He shuddered as if with cold, was silent a moment, and then went on:
“I loved Jessie Morton as I have never loved a woman since, not even your mother. I went to Belvidere just because she had once lived there. I met you in the graveyard, and was struck with your eyes, which reminded me of Laura. I never dreamed you were my child, but I was interested in you, and made you a part of the little pencil sketch I drew of the yard. That picture has often excited Alice’s curiosity, for it was hung in my room at home. When you came and I heard you were from Millbank I hid the sketch away, lest you should see it and recognize the place and wonder how I came by it. You see I am telling you everything, and I may as well confess that when Penelope told me you were from Millbank I wished you had never come to us. We usually hate what we have injured, and anything connected with the Irvings has been very distasteful to me, and I could not endure to hear the name.”
“But you would like Roger; he is the best, the noblest of men!” Magdalen exclaimed, so vehemently that her father must have been dull indeed if he had failed to see how strong a hold Roger Irving had on Magdalen’s affections.

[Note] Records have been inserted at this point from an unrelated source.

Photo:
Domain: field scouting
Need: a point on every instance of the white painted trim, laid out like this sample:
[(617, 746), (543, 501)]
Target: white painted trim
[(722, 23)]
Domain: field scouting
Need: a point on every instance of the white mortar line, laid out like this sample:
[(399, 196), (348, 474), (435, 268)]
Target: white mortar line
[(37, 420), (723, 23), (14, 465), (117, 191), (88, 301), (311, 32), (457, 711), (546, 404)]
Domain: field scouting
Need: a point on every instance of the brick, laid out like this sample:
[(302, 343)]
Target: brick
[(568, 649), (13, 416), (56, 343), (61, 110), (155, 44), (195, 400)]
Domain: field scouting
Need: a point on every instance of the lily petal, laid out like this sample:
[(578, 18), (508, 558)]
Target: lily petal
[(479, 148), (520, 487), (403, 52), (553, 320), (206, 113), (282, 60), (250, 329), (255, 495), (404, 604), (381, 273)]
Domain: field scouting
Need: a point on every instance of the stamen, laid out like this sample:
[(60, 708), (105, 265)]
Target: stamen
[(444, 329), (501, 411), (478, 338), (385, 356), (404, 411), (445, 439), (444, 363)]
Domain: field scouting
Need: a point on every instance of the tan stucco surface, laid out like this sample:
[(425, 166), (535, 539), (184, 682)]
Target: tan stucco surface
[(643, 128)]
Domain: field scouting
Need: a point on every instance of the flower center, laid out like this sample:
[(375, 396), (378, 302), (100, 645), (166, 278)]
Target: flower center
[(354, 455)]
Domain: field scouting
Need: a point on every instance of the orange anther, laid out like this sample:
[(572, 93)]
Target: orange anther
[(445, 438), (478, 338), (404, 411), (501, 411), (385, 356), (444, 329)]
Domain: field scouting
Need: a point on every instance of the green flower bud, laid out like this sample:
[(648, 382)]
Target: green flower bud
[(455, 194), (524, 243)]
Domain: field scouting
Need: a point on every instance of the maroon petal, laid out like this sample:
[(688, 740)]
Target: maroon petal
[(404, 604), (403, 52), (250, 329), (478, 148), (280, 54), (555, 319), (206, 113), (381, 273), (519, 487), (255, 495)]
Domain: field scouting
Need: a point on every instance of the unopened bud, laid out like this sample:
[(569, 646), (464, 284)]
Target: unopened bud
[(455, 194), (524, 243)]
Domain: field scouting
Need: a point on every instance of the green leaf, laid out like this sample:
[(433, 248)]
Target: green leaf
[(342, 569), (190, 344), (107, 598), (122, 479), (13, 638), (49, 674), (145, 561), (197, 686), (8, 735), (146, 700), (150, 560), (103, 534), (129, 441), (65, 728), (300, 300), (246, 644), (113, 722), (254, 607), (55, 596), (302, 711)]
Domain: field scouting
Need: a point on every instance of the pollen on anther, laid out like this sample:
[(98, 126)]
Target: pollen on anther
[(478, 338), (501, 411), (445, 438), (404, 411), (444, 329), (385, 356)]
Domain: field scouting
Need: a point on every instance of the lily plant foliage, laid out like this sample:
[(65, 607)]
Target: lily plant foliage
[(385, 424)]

He did see it, but could not sympathize with her then, or at once lay aside all his olden prejudice against the Irvings, and it would be long before Magdalen would feel that in her love for Roger she had her father’s cordial sympathy.
“I have no doubt you speak truly,” he said, “and some time, perhaps, I may see him and tell him myself that his mother was pure, and good, and innocent as an angel; but now I wish to talk of something else, to tell you of my former life, so you may know just the kind of father you have found.”
Magdalen would rather not have listened to the story which followed, and which had in it so much of wrong, but there was no alternative. Mr. Grey was resolved upon a full confession, and he made it, and when the recital was finished, he said:
“I have kept nothing from you. I would rather you should know me as I am. I have told you what I could never tell to Alice. She could not bear it; but you are different. Alice leans on me, while something assures me that I can lean on you. I am growing old. I have a heavy burden to bear. I want you to help me; want you to trust me; to love me, if you can. I have sinned greatly against your mother; have helped to make her what she is. But I have tried to be kind to her these many years; and I ask you, her child and mine, to for give all that is past and try to love me, if only ever so little. Will you, Magdalen?”
He held his hands toward her, and Magdalen took them in hers, and by the kisses and tears dropped upon them, Arthur Grey knew that there was a better understanding between himself and Magdalen than had existed an hour ago; that she knew the worst there was to know of him, and would, in time, see and appreciate the better side of his character, and with this he was content, and seemed much like himself, the courtly, polished gentleman, whose attentions were almost lover-like, and who showed in every look and action how thoroughly he believed in and how fast his love and interest was increasing for the beautiful girl who had been so conclusively proved to be his daughter.